Somewhere along the way, I saved an article about Kaizen (the definition of which is "slow, continuous improvement," and I even found some other articles (i.e.) devoted to applying Kaizen in small increments of time, to work towards fulfilling goals. I might not know much about the process, but at its core is making small, manageable changes or sustainable progress towards a goal. 

I have a very short list of what I want to work on in my life: 

1. Exercise more.
2. Find a new job.

Both of these two goals involve tedious work, but if I just "keep at it," chipping away at it daily/weekly, eventually I'll meet my goals. 

In the case of the exercise, I just associate so much unpleasantness along with it, but the reality is, the more I put it off, the less active I am, and the less active I am, the more problems I will have to deal with later as a result. So it's imperative I work at it NOW.

So, this morning, while my coffee was brewing, I hopped on my recumbent bike for five minutes. Five minutes seems a laughable duration. Rome wasn't built in a day. And I know if I push myself by a longer duration or by increasing the resistance on the bike, I know I'll hurt more tonight or tomorrow, and thereby make it more likely I won't get on the bike again any time soon. 

(Full disclaimer: After five minutes on the bike, I also did some stretching with my resistance band and  about 10 pumps on my Thigh Master. Baby steppin'!)


(God I hated "What About Bob," but the one thing they got RIGHT in that flick was the simple idea of baby steps.)


Tonight, I hope to repeat this action, hop on the bike, and ride for 5 minutes. Heck, I might end up riding longer, as I think that watching a TEDTalk while riding my bike, might make the time go quicker, and in the process, I'll be pumping some useful information into my brain.  I enjoy TEDTalks, so perhaps I can end up looking forward to my "5 minutes here, 5 minutes there" routine and sustain it for a while, and hopefully it will become second nature to me and I won't view it as such a chore.
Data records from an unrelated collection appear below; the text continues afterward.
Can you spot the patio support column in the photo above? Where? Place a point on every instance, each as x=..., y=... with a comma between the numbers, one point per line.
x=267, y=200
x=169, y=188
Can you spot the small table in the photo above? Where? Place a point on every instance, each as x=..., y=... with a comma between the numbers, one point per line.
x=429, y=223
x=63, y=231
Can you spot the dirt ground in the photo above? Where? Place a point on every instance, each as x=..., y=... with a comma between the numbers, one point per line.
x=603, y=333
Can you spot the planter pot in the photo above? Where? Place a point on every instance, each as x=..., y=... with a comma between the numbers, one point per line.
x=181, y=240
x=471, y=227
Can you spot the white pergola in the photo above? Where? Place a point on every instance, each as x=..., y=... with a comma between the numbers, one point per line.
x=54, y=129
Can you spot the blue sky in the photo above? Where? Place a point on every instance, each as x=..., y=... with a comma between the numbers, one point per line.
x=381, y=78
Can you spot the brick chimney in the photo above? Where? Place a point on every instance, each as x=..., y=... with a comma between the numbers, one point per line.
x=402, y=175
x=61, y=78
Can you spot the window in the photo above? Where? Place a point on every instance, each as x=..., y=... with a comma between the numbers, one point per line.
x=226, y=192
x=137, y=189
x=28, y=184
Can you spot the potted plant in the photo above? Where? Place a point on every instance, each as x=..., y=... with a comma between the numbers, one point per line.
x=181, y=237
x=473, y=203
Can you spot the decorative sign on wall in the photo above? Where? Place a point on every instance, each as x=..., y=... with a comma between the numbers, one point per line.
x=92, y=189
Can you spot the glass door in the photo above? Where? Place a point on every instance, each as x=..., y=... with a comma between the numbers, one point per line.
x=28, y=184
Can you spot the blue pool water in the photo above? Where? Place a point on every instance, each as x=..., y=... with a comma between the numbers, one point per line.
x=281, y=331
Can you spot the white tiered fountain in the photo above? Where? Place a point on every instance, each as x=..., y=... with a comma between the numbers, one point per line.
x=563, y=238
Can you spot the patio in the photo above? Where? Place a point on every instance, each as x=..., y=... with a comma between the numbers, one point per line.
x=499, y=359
PERHAPS. It's a theory at least. Perhaps I can start and end my day with a TEDTalk and bike routine. Let's see how I do tonight with watching the TEDTalk while I bike--I didn't think of "baiting the hook" with a nice reward for WHILE biking. I just thought of this idea just now.

I'm thinking it, and speaking it, and hopefully my words become actions, and my actions become HABIT.  The more active I become now, hopefully will equate to a quicker recovery time when I finally get my knee replacement (later this year). 

My overall objective is to make my NEXT 50 years be the BEST years. Let's just see how tonight goes.